Well have to go talk later


----------



## Mrs. PBJ (Mar 1, 2010)

Just wanted to let everyone know. Storm is doing good he got into a bag of crasins. So he had a little tummy upset but other then that everyone is great.


----------



## Mrs. PBJ (Mar 2, 2010)

Having a great week!!!!

Twins are good I am still a little sick but other then that I feel great.

Storm is good and phe phe is great.


----------



## Mrs. PBJ (Mar 7, 2010)

Sense Sas Has banned me from working today LOL No I only have a few minutes before I have to leave. 



I am going to have my wedding dinner today we got married over a month ago but we just went to the courthouse as everyone knows. 

So today we are getting our familys together for our wedding dinner its at my favorite restraunt ever. EJ has never been but I know he will like it. 

I will have a lot of pictures for everyone to see next week I am still at my sister. We went to dave and busters last night and anyone that remembers my birthday I love it there. We go once every few months. Now that I know its there. 

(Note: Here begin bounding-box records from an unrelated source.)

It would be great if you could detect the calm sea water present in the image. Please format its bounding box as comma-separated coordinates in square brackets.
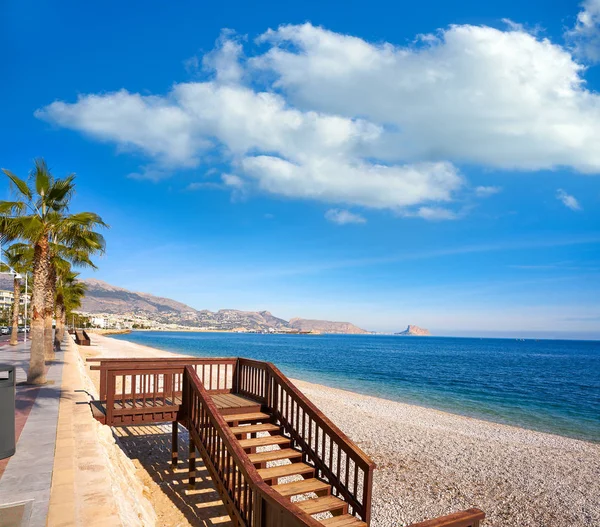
[115, 332, 600, 442]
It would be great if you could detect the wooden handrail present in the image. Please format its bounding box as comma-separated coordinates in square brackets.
[237, 359, 375, 523]
[181, 366, 322, 527]
[410, 509, 485, 527]
[87, 357, 238, 401]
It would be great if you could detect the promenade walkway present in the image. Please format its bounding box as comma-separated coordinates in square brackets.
[0, 343, 63, 527]
[0, 336, 123, 527]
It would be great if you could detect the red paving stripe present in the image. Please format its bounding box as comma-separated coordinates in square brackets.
[0, 366, 48, 478]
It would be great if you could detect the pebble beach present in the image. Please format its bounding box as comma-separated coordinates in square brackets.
[80, 335, 600, 527]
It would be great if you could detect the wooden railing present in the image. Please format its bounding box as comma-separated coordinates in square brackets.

So I just wanted to update my blog Storm and Phe Phe are doing great and Boss is as bad as ever. Storm is doing good on his new food and I think he is happy with it. The twins are six months old. So they are getting big to.



Well talk to yall later

Kat


----------



## Pipp (Mar 7, 2010)

Have fun!!! 







:eats:


----------



## Fancy77 (Mar 9, 2010)

Any new updates Dear????


----------



## Mrs. PBJ (Mar 14, 2010)

Fancy77 wrote:


> Any new updates Dear????



By golly geapers I do LOL

Well I have had a interesting couple of weeks. so we had a great time over the dinner. I do have pictures bear with me. 

We have spent the last two days and nights on the beach yes made for great times. 

I have had a lot going on and guess what fancy is making me a quilt. Its a pay as she goes type thing cause one month I have money the next I dont. 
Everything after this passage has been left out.